Künftig werden angehende Pharmazeutisch-kaufmännische Angestellte (PKA) in Bayern vor einem größeren Gremium ihre Prüfung ablegen müssen. Die Landesapothekerkammer (BLAK) passte die Prüfungsordnung an. Auch die Vergütung für die Kontrolle der Prüfungen wurde erhöht.

Die BLAK beschloss auf der Delegiertenversammlung unter anderem Änderungen in der Prüfungsordnung für PKA. Neu ist die Zusammensetzung und Berufung von Prüfungsausschüssen: Jeder Prüfungsausschuss besteht künftig aus mindestens fünf statt drei Mitgliedern. Erhöht wird dabei die Zahl der Beauftragten Arbeitgeber und Arbeitnehmer.

Beschlossen wurde auch, dass die Kammer einen Zeitraum für die Zwischenprüfung bestimmt und den Tag festlegt. Bislang habe es keine Bestimmungen zur Festlegung und Ankündigung von Terminen für die Zwischenprüfung gegeben. Dabei werde berücksichtigt, dass es pro Jahr nur einen Prüfungstermin für die Zwischenprüfung gebe.

Mehr Geld für Korrektur

Auch die Pauschale zur Abgeltung der Durchsicht und Bewertung schriftlicher Arbeiten wurde erhöht. Die sogenannte Entschädigung für Zeitversäumnis wurde von sechs auf sieben Euro pro Stunde angehoben.

Die PKA-Ausbildung erfolgt im dualen System und dauert drei Jahre. Bei der Netto-Ausbildungszeit wird laut Abda davon ausgegangen, dass der Jugendliche abzüglich des Jahresurlaubes über einen Zeitraum von zehneinhalb Monaten für die betriebliche Ausbildung zu Verfügung steht. Die praktische Ausbildung wird durch fachbezogenen Berufsschulunterricht ergänzt.

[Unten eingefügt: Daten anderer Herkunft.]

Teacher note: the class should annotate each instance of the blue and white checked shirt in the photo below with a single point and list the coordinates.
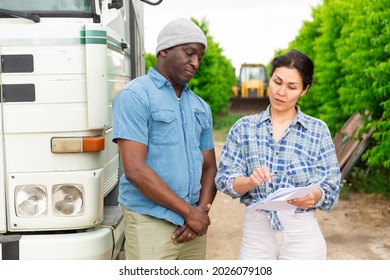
(305, 154)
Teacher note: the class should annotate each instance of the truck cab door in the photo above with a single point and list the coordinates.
(2, 162)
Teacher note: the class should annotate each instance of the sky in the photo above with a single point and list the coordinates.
(246, 30)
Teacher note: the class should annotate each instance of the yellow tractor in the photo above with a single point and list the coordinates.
(252, 82)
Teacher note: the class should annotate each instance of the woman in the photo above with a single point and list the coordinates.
(281, 148)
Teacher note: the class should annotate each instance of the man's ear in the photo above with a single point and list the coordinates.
(306, 89)
(163, 52)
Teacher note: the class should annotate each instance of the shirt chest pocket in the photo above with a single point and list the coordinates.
(202, 123)
(298, 172)
(164, 128)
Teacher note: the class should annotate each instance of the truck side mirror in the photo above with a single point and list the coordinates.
(115, 4)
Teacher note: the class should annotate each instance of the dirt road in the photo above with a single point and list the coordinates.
(356, 229)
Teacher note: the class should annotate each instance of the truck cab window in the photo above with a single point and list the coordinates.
(47, 5)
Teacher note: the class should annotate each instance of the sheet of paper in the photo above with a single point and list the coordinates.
(277, 200)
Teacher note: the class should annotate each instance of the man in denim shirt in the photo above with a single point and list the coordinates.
(164, 135)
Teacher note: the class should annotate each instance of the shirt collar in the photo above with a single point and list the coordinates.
(299, 118)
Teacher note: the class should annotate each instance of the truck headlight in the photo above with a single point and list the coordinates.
(68, 200)
(30, 201)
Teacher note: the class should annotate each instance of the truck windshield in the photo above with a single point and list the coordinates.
(253, 73)
(46, 7)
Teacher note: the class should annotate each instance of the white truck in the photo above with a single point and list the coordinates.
(62, 61)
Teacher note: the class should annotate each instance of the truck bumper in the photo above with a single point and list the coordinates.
(100, 243)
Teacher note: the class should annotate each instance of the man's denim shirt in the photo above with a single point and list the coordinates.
(176, 132)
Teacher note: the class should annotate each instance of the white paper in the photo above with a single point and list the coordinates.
(277, 200)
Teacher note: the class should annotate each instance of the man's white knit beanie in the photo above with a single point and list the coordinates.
(178, 32)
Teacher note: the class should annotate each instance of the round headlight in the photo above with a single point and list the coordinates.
(30, 201)
(68, 200)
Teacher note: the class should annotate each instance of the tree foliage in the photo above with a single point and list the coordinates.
(215, 77)
(349, 42)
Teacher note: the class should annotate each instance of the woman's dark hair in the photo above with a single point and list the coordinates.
(298, 60)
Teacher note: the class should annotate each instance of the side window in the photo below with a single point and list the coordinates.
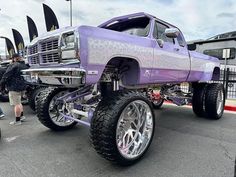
(159, 32)
(219, 52)
(181, 40)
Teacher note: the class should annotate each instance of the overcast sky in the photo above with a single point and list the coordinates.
(198, 19)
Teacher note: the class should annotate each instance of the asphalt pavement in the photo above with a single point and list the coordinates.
(183, 146)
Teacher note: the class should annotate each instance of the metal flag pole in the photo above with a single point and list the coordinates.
(70, 12)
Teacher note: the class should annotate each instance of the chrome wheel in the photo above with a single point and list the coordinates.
(134, 129)
(220, 102)
(55, 109)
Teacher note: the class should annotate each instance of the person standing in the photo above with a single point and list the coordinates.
(16, 86)
(1, 113)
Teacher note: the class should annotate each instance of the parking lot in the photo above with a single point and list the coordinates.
(183, 146)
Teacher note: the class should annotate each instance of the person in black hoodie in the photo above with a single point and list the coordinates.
(16, 86)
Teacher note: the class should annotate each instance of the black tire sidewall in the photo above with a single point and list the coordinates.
(211, 101)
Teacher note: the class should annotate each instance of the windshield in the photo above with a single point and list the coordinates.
(134, 26)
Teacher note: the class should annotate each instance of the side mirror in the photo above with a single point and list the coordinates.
(172, 32)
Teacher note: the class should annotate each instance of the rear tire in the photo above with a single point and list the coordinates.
(198, 100)
(114, 125)
(46, 106)
(214, 101)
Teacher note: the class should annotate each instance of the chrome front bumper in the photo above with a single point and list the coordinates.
(68, 77)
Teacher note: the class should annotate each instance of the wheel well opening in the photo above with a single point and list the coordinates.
(128, 69)
(216, 74)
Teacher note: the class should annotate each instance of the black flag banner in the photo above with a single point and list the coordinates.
(33, 32)
(50, 18)
(19, 42)
(10, 46)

Zu Beginn des 2. Ausbildungsjahres wird in einer schriftlichen Zwischenprüfung der Ausbildungsstand der PKA-Schüler ermittelt. Vor der jeweiligen Landesapothekerkammer wird am Ende der Ausbildungszeit eine Abschlussprüfung abgelegt. Das Ausbildungsverhältnis wird zwischen Apotheker und Auszubildenden schriftlich festgehalten.